MULHERES DA AMAZÔNIA

Abandono. Invisibilidade. Diálogo fragilizado da militância. São essas as expressões utilizadas por líderes das lutas das mulheres no Amazonas para situar as condições de vida da maioria das mulheres no interior da Amazônia brasileira. Se nas capitais dos Estados dessa região os obstáculos são grandes para ampliar direitos e assegurar o cumprimento das conquistas, no interior amazônico os impedimentos erguem muros que, literalmente, separam e distanciam as mulheres de uma vida digna.
“As ribeirinhas, as trabalhadoras rurais, não têm política pública”, afirma a ex- metalúrgica Luzarina Varela da Silva, uma das líderes do movimento de mulheres do Amazonas: “Se uma mulher sofre violência na maioria das cidades do interior, ela não tem onde denunciar; também não tem onde fazer mamografia ou exames preventivos porque não existem equipamentos e
profissionais para atender essa mulher. Ou seja, falta tudo na maioria desses lugares e esse tudo é o mínimo”. A realidade torna-se mais perversa porque é invisível para os que vivem nas capitais.

Luzarina Varela é membro do Movimento de Mulheres Solidárias do Amazonas (Musas), da Pastoral Operária (PO), integra o Grupo de Trabalho (GT) de Mulheres do Fórum Brasileiro de
Economia Solidária e o Fórum Permanente de Mulheres de Manaus. Educadora popular e escritora, Fátima Guedes vive no Município de Parintins, região do Médio Rio Amazonas (a 369
quilômetros da capital amazonense, Manaus), vê dificuldades de várias ordens na construção de uma efetiva conexão das mulheres organizadas do interior com os movimentos das metrópoles da Região Amazônica. “Sem essa conexão é muito difícil fortalecer um coletivo regional para ser parte e enfrentar as lutas no plano local, regional e global”. Fátima Guedes é fundadora da Articulação Parintins Cidadã, ativista do Movimento de Mulheres da Amazônia e representante municipal da Marcha Mundial de Mulheres.

Tanto Luzarina quanto Fátima colocam a geografia amazônica como um complicador na luta de organização das mulheres e de presença efetiva nesse processo. São distâncias enormes, acesso complicado tanto o que se refere a meios de transporte quanto a de comunicação, enumera
Luzarina. “Recorremos ao papel para enumerar as reivindicações e buscamos fazer lutas
conjuntas, entrando com ações no Ministério Público para assegurarmos o direito de ser ouvidas.

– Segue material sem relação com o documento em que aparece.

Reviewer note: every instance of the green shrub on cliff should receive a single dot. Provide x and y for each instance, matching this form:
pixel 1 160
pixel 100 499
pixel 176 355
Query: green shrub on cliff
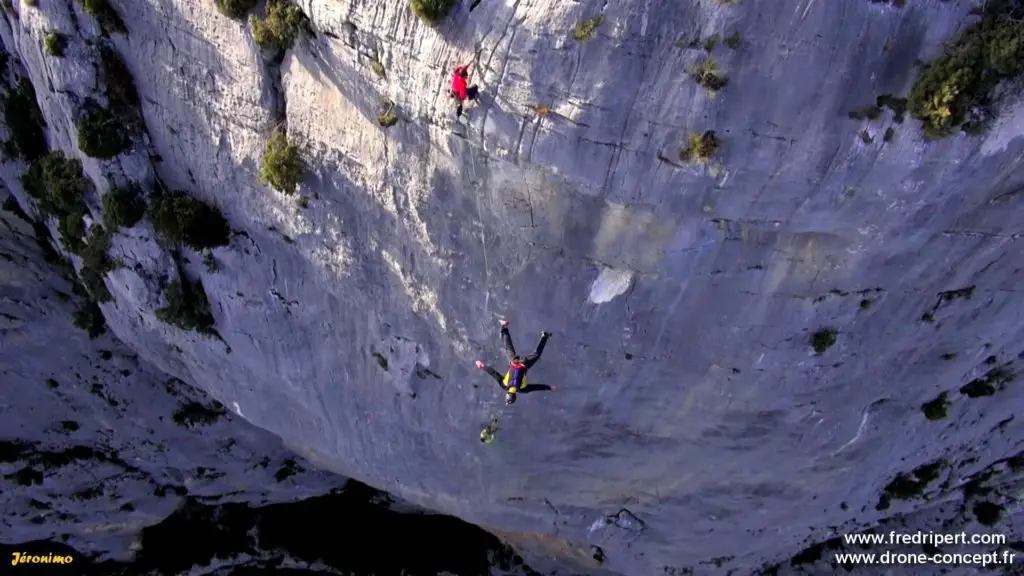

De qualquer forma, nossas companheiras do interior são tornadas invisíveis. O patriarcado, o machismo e o capital neoliberal representado pelos governantes que não têm compromissos nem com mulheres nem com a população ainda detêm força maior”, avalia.

Para Luzarina Varela, no interior da Amazônia, as mulheres estão distantes de ter a titulação da terra onde vivem e plantam exatamente porque muitas delas sequer sabem do direito que têm e as informações não as alcançam. “Nas capitais, mesmo de forma capenga, temos mais instrumentos de proteção. Há ônibus da Justiça itinerante; uma rede de combate à violência; e mais meios de mobilização. Com a enchente dos rios da Amazônia, as mulheres desses municípios mais afetados vivem uma situação muito mais complicada, pois são elas que têm de cuidar dos filhos, dos bichos
de criação, e tentar salvar alguma coisa da plantação. São elas as chefas de família. Eu vivi essa experiência quando criança. É duro. E ainda tem as doenças que chegam com a enchente”.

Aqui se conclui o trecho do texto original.